PPO

Proximal Policy Optimization (PPO) is an on-policy Actor-Critic algorithm for both discrete and continuous action spaces. It has two primary variants: PPO-Penalty and PPO-Clip, where both utilize surrogate objectives to avoid the new policy changing too far from the old policy.

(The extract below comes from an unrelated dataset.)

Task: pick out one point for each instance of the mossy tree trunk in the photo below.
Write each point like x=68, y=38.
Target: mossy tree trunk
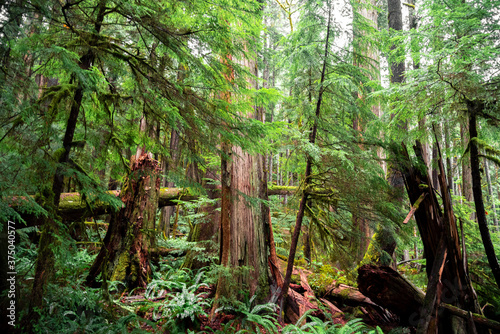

This implementation provides PPO-Clip and supports the following extensions:

  • Target network: ✔️

  • Gradient clipping: ✔️

  • Reward clipping: ❌

  • Generalized Advantage Estimation (GAE): ✔️

  • Discrete version: ✔️

Note

The surrogate objective is the key feature of PPO since it both regularizes the policy update and enables the reuse of training data.

A clear explanation of PPO algorithm and implementation in ElegantRL is available here.

Code Snippet

import torch
from elegantrl.run import train_and_evaluate
from elegantrl.config import Arguments
from elegantrl.train.config import build_env
from elegantrl.agents.AgentPPO import AgentPPO

# train and save
args = Arguments(env=build_env('BipedalWalker-v3'), agent=AgentPPO())
args.cwd = 'demo_BipedalWalker_PPO'
args.env.target_return = 300
args.reward_scale = 2 ** -2
train_and_evaluate(args)

# test
agent = AgentPPO()
agent.init(args.net_dim, args.state_dim, args.action_dim)
agent.save_or_load_agent(cwd=args.cwd, if_save=False)

env = build_env('BipedalWalker-v3')
state = env.reset()
episode_reward = 0
for i in range(2 ** 10):
    action = agent.select_action(state)
    next_state, reward, done, _ = env.step(action)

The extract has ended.